Eamon Grennan is an Irish citizen and the author of several collections of poetry, including Still Life with Waterfall, winner of the Lenore Marshall Award, and What Light There Is and Other Poems, a finalist for a Los Angeles Times Book Prize. His Leopardi: Selected Poems won the PEN Award for Poetry in Translation. He has received several Pushcart Prizes, as well as awards from the National Endowment for the Arts, the National Endowment for the Humanities, and the John Simon Guggenheim Foundation. Grennan is the Dexter M. Ferry Jr.

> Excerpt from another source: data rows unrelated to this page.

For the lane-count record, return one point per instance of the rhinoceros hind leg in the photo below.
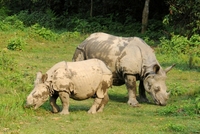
(55, 107)
(142, 93)
(103, 103)
(130, 81)
(65, 102)
(96, 104)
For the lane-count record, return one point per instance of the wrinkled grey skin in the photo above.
(76, 80)
(130, 59)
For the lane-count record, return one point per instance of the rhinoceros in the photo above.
(76, 80)
(130, 59)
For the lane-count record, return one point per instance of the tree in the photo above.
(145, 15)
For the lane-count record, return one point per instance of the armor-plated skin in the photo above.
(76, 80)
(130, 59)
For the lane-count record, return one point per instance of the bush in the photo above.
(16, 44)
(44, 32)
(180, 45)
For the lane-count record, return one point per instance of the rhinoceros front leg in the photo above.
(64, 96)
(103, 103)
(55, 107)
(130, 81)
(142, 93)
(96, 104)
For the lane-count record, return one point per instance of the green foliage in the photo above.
(184, 108)
(176, 127)
(46, 19)
(197, 102)
(185, 48)
(185, 15)
(16, 44)
(44, 32)
(10, 23)
(6, 61)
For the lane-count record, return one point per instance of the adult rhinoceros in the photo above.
(130, 59)
(77, 80)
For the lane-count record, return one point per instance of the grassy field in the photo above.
(18, 71)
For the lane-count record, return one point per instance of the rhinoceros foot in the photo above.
(143, 100)
(133, 103)
(92, 111)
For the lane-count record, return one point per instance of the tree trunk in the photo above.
(91, 8)
(145, 15)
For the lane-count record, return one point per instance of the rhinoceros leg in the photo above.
(130, 81)
(55, 107)
(64, 96)
(103, 103)
(96, 104)
(142, 93)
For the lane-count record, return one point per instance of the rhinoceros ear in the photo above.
(38, 78)
(44, 77)
(169, 68)
(156, 68)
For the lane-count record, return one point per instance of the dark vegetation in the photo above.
(173, 30)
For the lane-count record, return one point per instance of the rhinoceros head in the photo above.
(154, 84)
(40, 93)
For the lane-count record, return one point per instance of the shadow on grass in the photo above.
(182, 66)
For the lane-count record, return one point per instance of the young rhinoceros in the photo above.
(76, 80)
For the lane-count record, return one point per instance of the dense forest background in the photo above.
(173, 26)
(114, 16)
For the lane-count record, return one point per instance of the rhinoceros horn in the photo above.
(169, 68)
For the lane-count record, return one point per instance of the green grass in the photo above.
(18, 70)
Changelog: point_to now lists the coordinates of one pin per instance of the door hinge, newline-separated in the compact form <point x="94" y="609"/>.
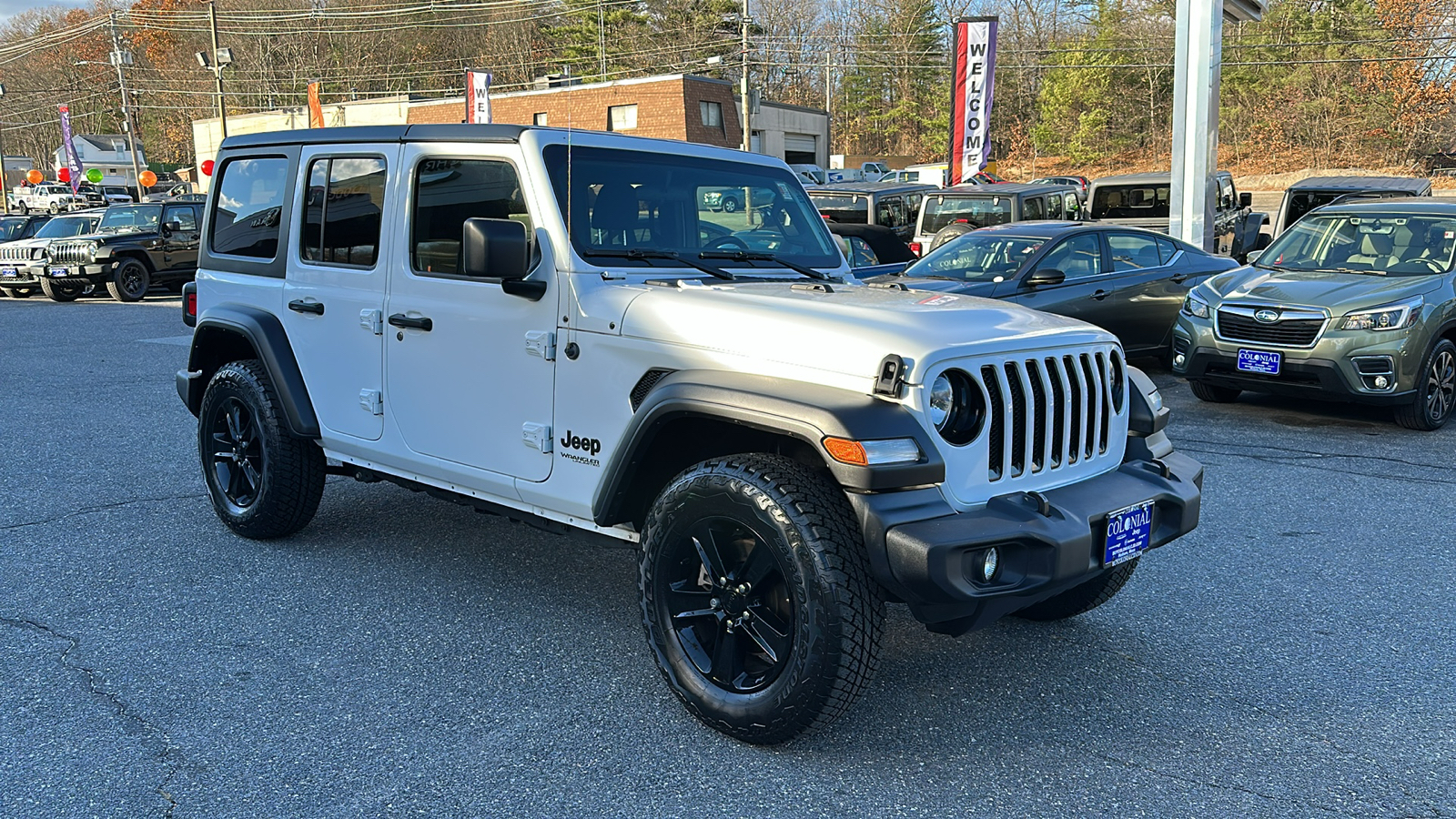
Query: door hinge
<point x="536" y="436"/>
<point x="373" y="321"/>
<point x="542" y="343"/>
<point x="371" y="401"/>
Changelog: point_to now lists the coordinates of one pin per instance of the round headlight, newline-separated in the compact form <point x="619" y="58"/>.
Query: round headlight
<point x="957" y="407"/>
<point x="943" y="401"/>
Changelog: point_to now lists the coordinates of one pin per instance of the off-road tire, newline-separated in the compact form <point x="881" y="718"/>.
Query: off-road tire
<point x="128" y="281"/>
<point x="1082" y="598"/>
<point x="1215" y="394"/>
<point x="288" y="471"/>
<point x="823" y="581"/>
<point x="60" y="292"/>
<point x="1434" y="385"/>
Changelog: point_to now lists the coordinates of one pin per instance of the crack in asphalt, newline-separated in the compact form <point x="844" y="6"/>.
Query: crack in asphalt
<point x="95" y="509"/>
<point x="169" y="753"/>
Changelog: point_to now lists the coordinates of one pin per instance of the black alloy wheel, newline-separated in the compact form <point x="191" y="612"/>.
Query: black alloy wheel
<point x="1434" y="390"/>
<point x="757" y="598"/>
<point x="238" y="453"/>
<point x="730" y="606"/>
<point x="264" y="481"/>
<point x="130" y="281"/>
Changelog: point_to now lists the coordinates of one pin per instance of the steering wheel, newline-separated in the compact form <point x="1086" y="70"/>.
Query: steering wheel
<point x="725" y="241"/>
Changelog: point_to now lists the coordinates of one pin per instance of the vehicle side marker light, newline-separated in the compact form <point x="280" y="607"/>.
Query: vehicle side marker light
<point x="873" y="452"/>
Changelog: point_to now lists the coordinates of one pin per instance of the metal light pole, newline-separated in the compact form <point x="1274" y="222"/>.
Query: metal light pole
<point x="5" y="194"/>
<point x="120" y="58"/>
<point x="743" y="85"/>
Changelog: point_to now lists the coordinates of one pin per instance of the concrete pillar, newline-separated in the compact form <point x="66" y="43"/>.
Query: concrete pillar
<point x="1196" y="121"/>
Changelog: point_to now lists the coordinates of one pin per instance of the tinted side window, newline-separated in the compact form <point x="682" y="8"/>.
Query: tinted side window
<point x="341" y="217"/>
<point x="1077" y="258"/>
<point x="249" y="206"/>
<point x="186" y="219"/>
<point x="448" y="191"/>
<point x="1133" y="252"/>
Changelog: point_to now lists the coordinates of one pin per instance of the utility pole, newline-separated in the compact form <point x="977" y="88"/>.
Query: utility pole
<point x="116" y="58"/>
<point x="217" y="72"/>
<point x="743" y="85"/>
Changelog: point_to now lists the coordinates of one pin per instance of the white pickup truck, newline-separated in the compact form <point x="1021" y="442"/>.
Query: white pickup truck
<point x="51" y="197"/>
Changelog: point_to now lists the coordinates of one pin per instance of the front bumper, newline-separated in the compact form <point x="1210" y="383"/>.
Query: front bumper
<point x="928" y="554"/>
<point x="1329" y="370"/>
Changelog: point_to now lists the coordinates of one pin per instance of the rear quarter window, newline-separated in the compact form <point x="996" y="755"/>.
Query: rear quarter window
<point x="248" y="216"/>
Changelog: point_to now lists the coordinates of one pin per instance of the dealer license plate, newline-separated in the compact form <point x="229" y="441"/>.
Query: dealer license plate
<point x="1128" y="531"/>
<point x="1259" y="361"/>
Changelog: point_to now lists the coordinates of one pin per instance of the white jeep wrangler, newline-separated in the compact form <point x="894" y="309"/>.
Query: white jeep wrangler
<point x="555" y="329"/>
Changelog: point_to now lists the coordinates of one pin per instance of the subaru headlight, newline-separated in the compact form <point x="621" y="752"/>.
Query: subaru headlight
<point x="1390" y="317"/>
<point x="956" y="407"/>
<point x="1194" y="307"/>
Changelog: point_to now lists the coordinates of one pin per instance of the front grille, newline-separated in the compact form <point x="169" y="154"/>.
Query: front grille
<point x="1285" y="332"/>
<point x="1048" y="413"/>
<point x="69" y="252"/>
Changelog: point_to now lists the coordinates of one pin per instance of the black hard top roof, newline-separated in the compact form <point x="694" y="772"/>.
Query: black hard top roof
<point x="1001" y="189"/>
<point x="868" y="187"/>
<point x="1400" y="206"/>
<point x="1417" y="186"/>
<point x="455" y="133"/>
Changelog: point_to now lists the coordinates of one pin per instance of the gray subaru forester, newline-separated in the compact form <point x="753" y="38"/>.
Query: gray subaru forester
<point x="1354" y="302"/>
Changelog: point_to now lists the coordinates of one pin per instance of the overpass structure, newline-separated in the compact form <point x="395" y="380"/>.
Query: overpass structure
<point x="1196" y="111"/>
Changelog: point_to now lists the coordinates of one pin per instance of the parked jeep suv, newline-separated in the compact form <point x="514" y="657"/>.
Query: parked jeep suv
<point x="133" y="248"/>
<point x="1354" y="302"/>
<point x="545" y="325"/>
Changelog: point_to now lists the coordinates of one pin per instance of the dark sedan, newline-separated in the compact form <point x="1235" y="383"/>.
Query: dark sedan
<point x="1126" y="280"/>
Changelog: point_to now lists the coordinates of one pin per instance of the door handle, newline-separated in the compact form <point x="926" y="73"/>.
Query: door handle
<point x="400" y="319"/>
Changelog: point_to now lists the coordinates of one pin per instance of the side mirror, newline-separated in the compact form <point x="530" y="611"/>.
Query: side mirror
<point x="500" y="248"/>
<point x="1045" y="278"/>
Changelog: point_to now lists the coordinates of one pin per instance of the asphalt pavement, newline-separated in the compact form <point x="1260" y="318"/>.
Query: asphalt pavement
<point x="404" y="656"/>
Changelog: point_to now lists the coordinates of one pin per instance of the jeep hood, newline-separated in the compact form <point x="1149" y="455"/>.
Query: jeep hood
<point x="1337" y="292"/>
<point x="848" y="329"/>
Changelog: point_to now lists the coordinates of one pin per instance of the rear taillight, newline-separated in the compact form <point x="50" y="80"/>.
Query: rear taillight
<point x="189" y="303"/>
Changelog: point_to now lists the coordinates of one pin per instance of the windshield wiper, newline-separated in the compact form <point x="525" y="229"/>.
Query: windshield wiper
<point x="645" y="254"/>
<point x="763" y="257"/>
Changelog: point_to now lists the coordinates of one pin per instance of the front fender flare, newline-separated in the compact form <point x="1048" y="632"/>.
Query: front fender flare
<point x="804" y="411"/>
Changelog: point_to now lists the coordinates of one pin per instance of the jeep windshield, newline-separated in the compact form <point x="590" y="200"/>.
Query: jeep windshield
<point x="977" y="257"/>
<point x="130" y="217"/>
<point x="1368" y="242"/>
<point x="977" y="212"/>
<point x="622" y="200"/>
<point x="66" y="228"/>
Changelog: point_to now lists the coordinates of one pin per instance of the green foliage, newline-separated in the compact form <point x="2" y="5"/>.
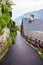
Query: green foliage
<point x="5" y="9"/>
<point x="0" y="0"/>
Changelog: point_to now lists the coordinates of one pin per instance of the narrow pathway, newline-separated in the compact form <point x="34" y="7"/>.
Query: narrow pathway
<point x="21" y="54"/>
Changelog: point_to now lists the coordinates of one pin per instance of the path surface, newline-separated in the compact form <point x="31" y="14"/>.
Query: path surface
<point x="21" y="54"/>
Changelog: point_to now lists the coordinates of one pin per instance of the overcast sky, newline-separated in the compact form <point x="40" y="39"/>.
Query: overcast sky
<point x="24" y="6"/>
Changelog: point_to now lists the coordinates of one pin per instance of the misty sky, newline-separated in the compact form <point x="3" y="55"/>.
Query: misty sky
<point x="24" y="6"/>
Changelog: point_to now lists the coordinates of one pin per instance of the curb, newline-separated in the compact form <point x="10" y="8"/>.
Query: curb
<point x="26" y="42"/>
<point x="4" y="54"/>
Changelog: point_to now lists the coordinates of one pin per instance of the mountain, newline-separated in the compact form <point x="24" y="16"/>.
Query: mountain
<point x="38" y="14"/>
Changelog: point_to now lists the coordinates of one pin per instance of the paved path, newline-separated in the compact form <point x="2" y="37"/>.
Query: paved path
<point x="21" y="54"/>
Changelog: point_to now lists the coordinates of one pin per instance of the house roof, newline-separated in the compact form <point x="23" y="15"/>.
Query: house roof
<point x="36" y="25"/>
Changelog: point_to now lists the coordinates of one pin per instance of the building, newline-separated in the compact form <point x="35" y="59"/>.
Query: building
<point x="32" y="28"/>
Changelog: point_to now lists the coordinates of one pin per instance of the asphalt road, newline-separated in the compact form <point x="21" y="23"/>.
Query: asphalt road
<point x="21" y="54"/>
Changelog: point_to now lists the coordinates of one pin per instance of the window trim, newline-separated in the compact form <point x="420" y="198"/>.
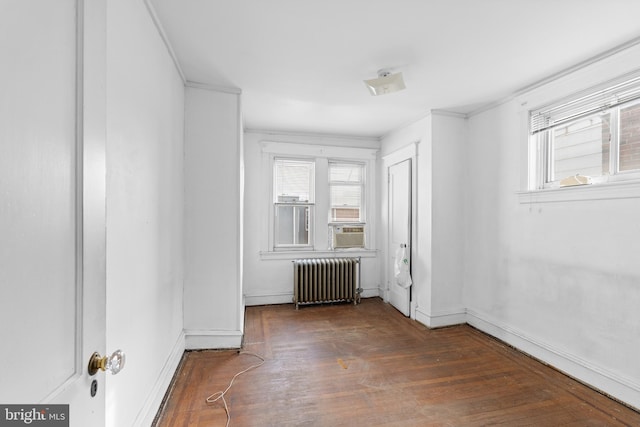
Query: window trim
<point x="304" y="151"/>
<point x="363" y="188"/>
<point x="615" y="94"/>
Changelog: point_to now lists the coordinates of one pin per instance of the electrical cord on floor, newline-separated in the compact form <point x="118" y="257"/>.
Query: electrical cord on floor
<point x="220" y="394"/>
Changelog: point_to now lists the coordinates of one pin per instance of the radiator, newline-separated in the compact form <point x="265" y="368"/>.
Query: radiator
<point x="323" y="280"/>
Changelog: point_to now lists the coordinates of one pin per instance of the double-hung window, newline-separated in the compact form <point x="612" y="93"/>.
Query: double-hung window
<point x="346" y="192"/>
<point x="293" y="203"/>
<point x="592" y="138"/>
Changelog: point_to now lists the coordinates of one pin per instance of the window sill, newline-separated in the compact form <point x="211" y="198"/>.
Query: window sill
<point x="603" y="191"/>
<point x="291" y="255"/>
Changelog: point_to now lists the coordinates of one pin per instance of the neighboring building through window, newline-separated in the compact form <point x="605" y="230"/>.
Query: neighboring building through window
<point x="595" y="135"/>
<point x="346" y="192"/>
<point x="293" y="202"/>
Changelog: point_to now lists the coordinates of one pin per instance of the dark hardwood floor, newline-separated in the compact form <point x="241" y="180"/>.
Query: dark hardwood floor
<point x="367" y="365"/>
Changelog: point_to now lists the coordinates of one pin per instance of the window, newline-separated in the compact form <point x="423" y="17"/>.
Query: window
<point x="293" y="202"/>
<point x="595" y="134"/>
<point x="346" y="191"/>
<point x="311" y="193"/>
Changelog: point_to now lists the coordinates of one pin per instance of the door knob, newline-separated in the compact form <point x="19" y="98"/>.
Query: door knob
<point x="113" y="363"/>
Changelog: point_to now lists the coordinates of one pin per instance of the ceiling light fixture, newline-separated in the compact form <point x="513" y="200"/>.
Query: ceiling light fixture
<point x="385" y="83"/>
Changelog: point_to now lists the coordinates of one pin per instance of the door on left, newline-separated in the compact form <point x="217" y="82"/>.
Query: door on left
<point x="52" y="165"/>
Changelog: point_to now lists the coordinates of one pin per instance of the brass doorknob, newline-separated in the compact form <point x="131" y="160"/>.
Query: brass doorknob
<point x="113" y="363"/>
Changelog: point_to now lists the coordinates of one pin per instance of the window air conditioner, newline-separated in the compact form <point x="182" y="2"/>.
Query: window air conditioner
<point x="346" y="236"/>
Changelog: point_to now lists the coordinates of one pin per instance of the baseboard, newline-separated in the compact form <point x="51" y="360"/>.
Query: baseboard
<point x="287" y="298"/>
<point x="212" y="339"/>
<point x="269" y="299"/>
<point x="441" y="319"/>
<point x="619" y="388"/>
<point x="154" y="398"/>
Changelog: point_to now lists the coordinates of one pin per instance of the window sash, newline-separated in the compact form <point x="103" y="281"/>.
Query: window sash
<point x="610" y="95"/>
<point x="346" y="192"/>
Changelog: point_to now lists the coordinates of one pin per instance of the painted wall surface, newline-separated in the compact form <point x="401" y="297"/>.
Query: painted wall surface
<point x="437" y="252"/>
<point x="268" y="280"/>
<point x="213" y="195"/>
<point x="449" y="184"/>
<point x="561" y="279"/>
<point x="392" y="144"/>
<point x="145" y="103"/>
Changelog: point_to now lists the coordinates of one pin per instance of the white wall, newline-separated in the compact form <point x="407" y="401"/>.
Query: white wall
<point x="268" y="279"/>
<point x="437" y="261"/>
<point x="449" y="180"/>
<point x="213" y="308"/>
<point x="145" y="103"/>
<point x="559" y="279"/>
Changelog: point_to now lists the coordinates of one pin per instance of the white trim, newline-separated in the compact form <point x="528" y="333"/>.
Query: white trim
<point x="604" y="191"/>
<point x="287" y="297"/>
<point x="556" y="76"/>
<point x="314" y="150"/>
<point x="407" y="152"/>
<point x="215" y="88"/>
<point x="447" y="113"/>
<point x="442" y="319"/>
<point x="165" y="39"/>
<point x="154" y="399"/>
<point x="339" y="253"/>
<point x="313" y="135"/>
<point x="620" y="388"/>
<point x="197" y="339"/>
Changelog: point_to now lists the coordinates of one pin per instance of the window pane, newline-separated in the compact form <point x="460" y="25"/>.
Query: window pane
<point x="345" y="215"/>
<point x="630" y="138"/>
<point x="293" y="181"/>
<point x="581" y="147"/>
<point x="345" y="172"/>
<point x="292" y="225"/>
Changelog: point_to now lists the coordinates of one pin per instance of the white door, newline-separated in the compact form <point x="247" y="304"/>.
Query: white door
<point x="52" y="237"/>
<point x="399" y="199"/>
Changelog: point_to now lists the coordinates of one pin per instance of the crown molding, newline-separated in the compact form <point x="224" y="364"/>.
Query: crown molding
<point x="553" y="77"/>
<point x="165" y="39"/>
<point x="215" y="88"/>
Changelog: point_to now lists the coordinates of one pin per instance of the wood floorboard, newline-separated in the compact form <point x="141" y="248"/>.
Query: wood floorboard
<point x="367" y="365"/>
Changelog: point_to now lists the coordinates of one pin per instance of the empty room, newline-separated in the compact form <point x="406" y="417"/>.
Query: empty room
<point x="322" y="213"/>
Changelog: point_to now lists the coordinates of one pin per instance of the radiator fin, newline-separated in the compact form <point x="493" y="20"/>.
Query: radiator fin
<point x="324" y="280"/>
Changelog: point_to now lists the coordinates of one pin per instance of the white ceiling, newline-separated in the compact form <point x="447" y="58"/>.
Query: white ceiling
<point x="300" y="63"/>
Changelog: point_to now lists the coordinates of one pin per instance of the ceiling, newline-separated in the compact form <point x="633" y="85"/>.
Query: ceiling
<point x="301" y="63"/>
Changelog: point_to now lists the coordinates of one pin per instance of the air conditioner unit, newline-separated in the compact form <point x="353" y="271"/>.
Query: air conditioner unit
<point x="348" y="236"/>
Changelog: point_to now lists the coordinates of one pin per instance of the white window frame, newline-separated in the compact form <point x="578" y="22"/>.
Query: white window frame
<point x="363" y="186"/>
<point x="321" y="154"/>
<point x="620" y="183"/>
<point x="309" y="205"/>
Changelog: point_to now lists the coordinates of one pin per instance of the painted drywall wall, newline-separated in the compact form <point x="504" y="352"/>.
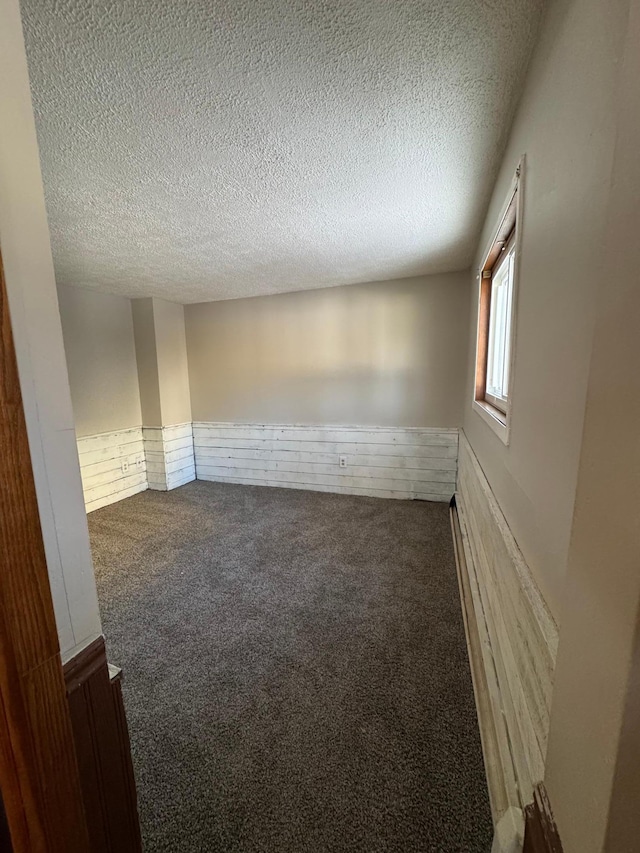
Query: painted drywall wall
<point x="147" y="360"/>
<point x="161" y="352"/>
<point x="173" y="371"/>
<point x="101" y="360"/>
<point x="594" y="746"/>
<point x="566" y="127"/>
<point x="24" y="242"/>
<point x="381" y="354"/>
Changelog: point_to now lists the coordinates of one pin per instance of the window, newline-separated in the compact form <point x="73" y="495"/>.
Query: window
<point x="496" y="320"/>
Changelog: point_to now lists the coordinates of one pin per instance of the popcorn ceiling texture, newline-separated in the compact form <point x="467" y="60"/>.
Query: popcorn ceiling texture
<point x="211" y="150"/>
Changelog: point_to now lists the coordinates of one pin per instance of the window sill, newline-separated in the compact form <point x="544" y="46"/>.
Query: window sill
<point x="494" y="418"/>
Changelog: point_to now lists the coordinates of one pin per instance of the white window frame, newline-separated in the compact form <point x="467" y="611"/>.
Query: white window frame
<point x="494" y="411"/>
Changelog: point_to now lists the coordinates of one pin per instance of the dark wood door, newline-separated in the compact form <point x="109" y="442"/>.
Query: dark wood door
<point x="38" y="769"/>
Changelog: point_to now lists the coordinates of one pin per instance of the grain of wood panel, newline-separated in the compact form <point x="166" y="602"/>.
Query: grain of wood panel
<point x="381" y="462"/>
<point x="38" y="771"/>
<point x="520" y="636"/>
<point x="101" y="457"/>
<point x="104" y="756"/>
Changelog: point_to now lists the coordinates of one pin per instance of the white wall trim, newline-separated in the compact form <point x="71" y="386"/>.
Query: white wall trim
<point x="512" y="638"/>
<point x="169" y="455"/>
<point x="101" y="465"/>
<point x="381" y="461"/>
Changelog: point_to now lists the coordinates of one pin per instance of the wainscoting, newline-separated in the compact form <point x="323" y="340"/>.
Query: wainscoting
<point x="382" y="462"/>
<point x="112" y="465"/>
<point x="169" y="454"/>
<point x="512" y="643"/>
<point x="103" y="751"/>
<point x="378" y="461"/>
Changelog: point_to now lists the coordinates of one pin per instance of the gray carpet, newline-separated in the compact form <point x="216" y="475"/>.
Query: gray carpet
<point x="296" y="678"/>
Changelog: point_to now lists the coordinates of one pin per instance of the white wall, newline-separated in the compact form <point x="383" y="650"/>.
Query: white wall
<point x="593" y="764"/>
<point x="380" y="354"/>
<point x="101" y="360"/>
<point x="565" y="125"/>
<point x="24" y="242"/>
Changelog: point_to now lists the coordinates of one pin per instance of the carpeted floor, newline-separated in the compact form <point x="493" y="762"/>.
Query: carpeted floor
<point x="296" y="678"/>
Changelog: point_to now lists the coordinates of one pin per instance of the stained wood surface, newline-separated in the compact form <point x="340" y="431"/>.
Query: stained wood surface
<point x="541" y="833"/>
<point x="518" y="636"/>
<point x="104" y="756"/>
<point x="382" y="462"/>
<point x="38" y="769"/>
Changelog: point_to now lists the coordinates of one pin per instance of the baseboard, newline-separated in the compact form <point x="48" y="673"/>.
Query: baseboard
<point x="512" y="641"/>
<point x="112" y="465"/>
<point x="103" y="751"/>
<point x="541" y="833"/>
<point x="379" y="461"/>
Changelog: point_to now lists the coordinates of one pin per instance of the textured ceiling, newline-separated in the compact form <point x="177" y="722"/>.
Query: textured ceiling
<point x="204" y="149"/>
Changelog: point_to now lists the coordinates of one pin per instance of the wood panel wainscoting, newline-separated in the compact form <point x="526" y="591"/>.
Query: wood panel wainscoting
<point x="169" y="454"/>
<point x="512" y="640"/>
<point x="112" y="465"/>
<point x="378" y="461"/>
<point x="103" y="751"/>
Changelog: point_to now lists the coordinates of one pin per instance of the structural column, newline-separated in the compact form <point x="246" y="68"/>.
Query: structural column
<point x="161" y="353"/>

Professor of English at Vassar College.
Anemones Beheld by Rachel
How not look again at these vased anemones whose thirsty stems
__________drink up water for their ceremony of reds purples pinks all dying
for light oozing through our dining-room window and all (look you)
__________living for the moment in it and for the moment after that as if on fire?
Surprise
(for Conor)
Let me take note before it’s too late of the sparrow that just touched
__________down on the yellow scaffold cladding the ruins of a tenement these
tough sweat-men are either tearing down or tensely refurbishing
__________and perches there and goes still as in a grove of trees feeling
the feeling we’d call safety and bringing me once again to the meeting
__________between this big world with its cast-iron clamour-matter and those
small creature-comfort light-winged things that wake us by surprise
__________so something as simple as the taste of that apple (one of the best
you’d ever tasted) let the thought of God you told me once
__________come over you with the night coming down and bad weather closing in
so you’d have been penned in those mountains for months or worse
__________and no one to know it when out of the blue in that cavern-black dark
came strangers bearing gifts–a key and the comfort of good talk and a warm
__________space for the night and (Thanks God!) that unforgettable apple.
Gone
The little house grows quiet now she’s gone from it
__________so he’ll set small orange embers of montbretia in a vase
before the bedroom mirror although its petals can behold
__________no more than themselves in the cold truth-telling glass.
Day Dream
Not finding her earlobes sufficient to make love to he sinks to kissing
__________the backs of her knees bare as peeled tree bark behind a bright curtain
of flowers all in a high-pitched ring fashioned from hum and buzz as
__________dark-ringed bees and green-gilded flies fill fuchsia hedges with their
long-term sun sonata though when he wakes it’s only the blackbird with her
golden beak and Fury’s eye keeps vigil over what’s left of midday’s
__________dreamfeast: the burnish of leftover breadcrumbs among rainbright stones.
Moon Doings in Renvyle
Through flawlessly pewtered air this moonlight night
__________casts soft-edge shadows while the lake’s a whitish gleam
and overhead the Dipper etches in starpoint its enormous
__________extraterrestrial implement and grass grows a shade of grey
recalling what daylight does to operatic cloudbanks
__________and across open fields brimming with silver-smitten
shapes of thornbushes and sycamore leaves and spiny
__________stilled rushes a single whitewashed cottage glows.
The Readiness Is All
Imagine being bright and unencumbered in the here and now and
__________seeing simply through your window the lace of misty rain
drawn across Letter Hill by a sou’wester and in the near field
__________how the bull gently nudges the cow his favorite among the herd
and she rises to her knees first then stands in her silky sheen
__________and they move off nonchalantly together–or imagine waking
out of some crowded dreamscape into this play of light over
__________the garden that’s empty of everything except the long intake
and let-out of windbreath among the leaves with shaft after
__________shaft of green light breaking in silence across the grass as
you leave one otherworld for another in the here and now you find
__________bright but as encumbered as ever so you must simply
in silence set your sights on what simply is and adjust to it.